I made it to the counter, and of course was then given a form to fill out for each of my 3 packages, which then kicked me back out of the line. I filled out the forms, got back in line and moved forward until I was next in line. More people showed up and things got a little more tense. Two guys were trying to squeeze in on either side. But this time I had my packages up on the counter already, plus my elbow, as I'd squeezed up myself on one side.

Finally, with papers in hand, I was at the counter. The guy at the desk had other things to do, however. He put on his glasses, and I noticed that one of the lenses still had a sticker right in the middle of the lens, that obviously came with the glasses, but he hadn't taken it off yet. This didn't seem to bother him as he busied himself with some paperwork. But it bothered me. I kept wanting to reach forward, grab his glasses and take the sticker off for him. Finally, after another five minutes or so of my holding the line at bay, he took off his glasses and looked up at me. I waved the forms.

"Okay, you come inside," he said, because of the packages being mailed abroad. He pointed down to a door that entered into the inside area behind the counter. I walked down there with my packages and went through the door, then walked up to the same guy, behind him. He then went back to doing more paperwork. At this point, I was thinking to myself, "Great, now how many damn people in line is he going to help, before he turns around and deals with these packages?" The line was getting increasingly boisterous as more people showed up.

Miraculously, after a few minutes he turned around and gestured at my handful of packages, completely unfazed by the rowdy line pressing up against the counter. I handed him the smallest one, an envelope (sewn up in cloth, as required) with about 15 photos in it, and that's all. He put it on the scale, plugged in the destination, and then announced, "380 rupees." And then added, "by sea mail".

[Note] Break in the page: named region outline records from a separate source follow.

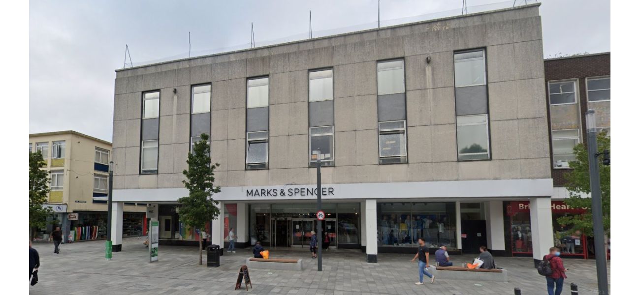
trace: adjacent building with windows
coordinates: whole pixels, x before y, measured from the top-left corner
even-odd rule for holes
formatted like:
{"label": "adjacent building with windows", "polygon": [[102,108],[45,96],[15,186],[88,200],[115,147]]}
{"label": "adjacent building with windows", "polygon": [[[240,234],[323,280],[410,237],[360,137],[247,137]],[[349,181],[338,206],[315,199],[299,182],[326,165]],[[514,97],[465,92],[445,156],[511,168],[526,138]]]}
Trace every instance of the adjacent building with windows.
{"label": "adjacent building with windows", "polygon": [[[195,244],[178,218],[190,146],[219,163],[214,244],[513,254],[505,203],[527,202],[528,243],[554,244],[539,4],[118,70],[114,250],[125,202],[153,204],[161,243]],[[317,155],[317,156],[316,156]],[[316,192],[316,156],[322,164]],[[316,193],[326,218],[316,218]]]}
{"label": "adjacent building with windows", "polygon": [[[29,152],[40,151],[49,172],[47,203],[53,213],[35,240],[47,240],[56,226],[64,242],[106,237],[107,192],[111,144],[75,131],[29,135]],[[123,234],[137,235],[145,223],[146,204],[124,204]]]}
{"label": "adjacent building with windows", "polygon": [[[548,166],[553,178],[552,216],[554,243],[563,255],[593,257],[593,238],[563,227],[557,218],[582,214],[581,208],[572,208],[563,200],[569,197],[564,187],[564,175],[571,170],[569,162],[575,160],[573,147],[586,142],[585,113],[596,112],[596,127],[611,136],[611,53],[603,52],[545,59],[545,80],[549,126]],[[588,197],[588,195],[584,195]],[[531,255],[531,245],[526,243],[531,218],[529,202],[505,202],[511,234],[509,240],[515,255]]]}

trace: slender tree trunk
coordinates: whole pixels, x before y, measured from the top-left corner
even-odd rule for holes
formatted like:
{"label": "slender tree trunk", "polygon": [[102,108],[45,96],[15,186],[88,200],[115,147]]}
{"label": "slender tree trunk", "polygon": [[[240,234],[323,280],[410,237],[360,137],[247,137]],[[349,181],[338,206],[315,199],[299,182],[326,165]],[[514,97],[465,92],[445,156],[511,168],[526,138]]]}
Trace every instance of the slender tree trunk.
{"label": "slender tree trunk", "polygon": [[198,241],[198,252],[200,252],[200,265],[202,265],[202,234],[200,234],[200,239]]}

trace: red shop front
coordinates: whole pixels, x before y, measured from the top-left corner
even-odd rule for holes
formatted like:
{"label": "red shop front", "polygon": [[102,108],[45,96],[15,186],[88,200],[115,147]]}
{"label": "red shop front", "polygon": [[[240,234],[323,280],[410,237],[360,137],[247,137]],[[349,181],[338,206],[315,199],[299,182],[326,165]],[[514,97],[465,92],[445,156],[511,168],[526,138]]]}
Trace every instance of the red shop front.
{"label": "red shop front", "polygon": [[[509,232],[505,232],[507,246],[511,245],[514,256],[533,255],[531,242],[531,216],[528,200],[504,202],[509,220]],[[561,200],[551,201],[551,218],[554,231],[554,245],[562,252],[562,256],[588,258],[587,238],[580,231],[561,225],[557,218],[584,214],[582,208],[572,208]]]}

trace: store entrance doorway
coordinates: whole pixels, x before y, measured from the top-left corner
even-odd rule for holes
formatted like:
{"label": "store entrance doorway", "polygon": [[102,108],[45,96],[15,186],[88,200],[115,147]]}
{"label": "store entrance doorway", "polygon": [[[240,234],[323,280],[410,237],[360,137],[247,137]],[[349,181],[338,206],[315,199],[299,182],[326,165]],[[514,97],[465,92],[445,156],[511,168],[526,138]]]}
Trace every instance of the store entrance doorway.
{"label": "store entrance doorway", "polygon": [[[335,218],[326,218],[322,222],[315,218],[272,218],[273,246],[275,248],[308,247],[312,236],[311,232],[316,231],[317,222],[322,222],[323,236],[324,232],[327,233],[329,247],[335,248],[337,225]],[[319,240],[323,238],[324,243],[324,238],[318,236],[317,238]]]}

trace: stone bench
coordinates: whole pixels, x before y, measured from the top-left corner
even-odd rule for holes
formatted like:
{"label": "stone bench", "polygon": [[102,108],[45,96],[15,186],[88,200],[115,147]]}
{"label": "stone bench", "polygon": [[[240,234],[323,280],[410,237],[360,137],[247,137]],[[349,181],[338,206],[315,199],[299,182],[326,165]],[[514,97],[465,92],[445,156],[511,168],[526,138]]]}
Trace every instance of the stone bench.
{"label": "stone bench", "polygon": [[508,271],[504,269],[470,269],[461,266],[429,266],[429,272],[436,278],[445,280],[465,280],[472,281],[508,282]]}
{"label": "stone bench", "polygon": [[247,258],[247,266],[262,269],[302,270],[302,259]]}

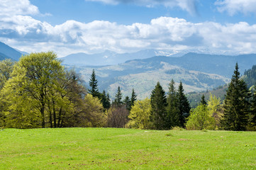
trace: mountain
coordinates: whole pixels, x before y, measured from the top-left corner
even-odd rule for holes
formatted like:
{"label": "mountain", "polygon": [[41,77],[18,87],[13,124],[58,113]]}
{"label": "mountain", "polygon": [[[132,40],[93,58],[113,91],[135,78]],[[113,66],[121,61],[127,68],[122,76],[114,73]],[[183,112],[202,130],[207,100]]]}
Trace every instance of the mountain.
{"label": "mountain", "polygon": [[177,52],[173,50],[145,50],[136,52],[119,54],[115,52],[106,50],[98,54],[88,55],[83,52],[71,54],[65,57],[62,57],[63,64],[69,65],[87,65],[87,66],[101,66],[114,65],[121,64],[127,60],[136,59],[146,59],[154,56],[172,56],[180,57],[184,53]]}
{"label": "mountain", "polygon": [[18,61],[21,55],[22,54],[21,52],[0,42],[0,60],[11,59]]}
{"label": "mountain", "polygon": [[123,96],[130,96],[134,89],[138,98],[144,98],[150,97],[157,81],[167,91],[172,79],[177,86],[182,81],[187,93],[211,90],[224,85],[229,83],[236,62],[240,72],[243,72],[256,64],[256,55],[226,56],[188,53],[179,57],[156,56],[128,60],[116,65],[77,65],[75,69],[87,84],[94,69],[100,90],[106,90],[112,98],[120,86]]}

"What??" I said loudly. "That's impossible."

The reason being, I'd sent another package a month before that included a heavy jacket and a few other things, which had cost about the same, by air mail. It cost 8 rupees to send a postcard from India to the U.S. The photos were roughly the same size as a postcard. In other words, it would be way cheaper for me to send each of the photos separately, only 120 rupees altogether.

He looked at the computer and pointed at the screen, where it said 380 rupees, which I'd already seen. I again protested adamantly that something was wrong and explained having mailed a much larger package just recently, by air, for the same price. His English was a little too limited at that point, so he called over another guy from a different desk. I explained to him how this couldn't possibly be right. He looked at the computer, spoke with the other guy in Hindi (or maybe something else), they sort of scratched their chins, argued back and forth a bit, and punched assorted keys on the computer. Finally, the first guy said to me, "56 rupees, air mail."

"Now that's more like it," I said.

We proceeded through the other two packages, one medium-sized and one bigger one that I sent sea mail. This took at least another 15-20 minutes, and I was acutely aware of how impatient everyone in the line was getting; but at the same time glad as heck I wasn't stuck standing in it. Finally we got all the packages processed and stuck with their appropriate mailing labels, and I paid, 1,225 rupees in total. Then I looked up at the first person in line, a big Sikh guy with a dark beard and a turban, and said a little sheepishly, "Sorry, thanks for waiting." He just bobbled his head and smiled.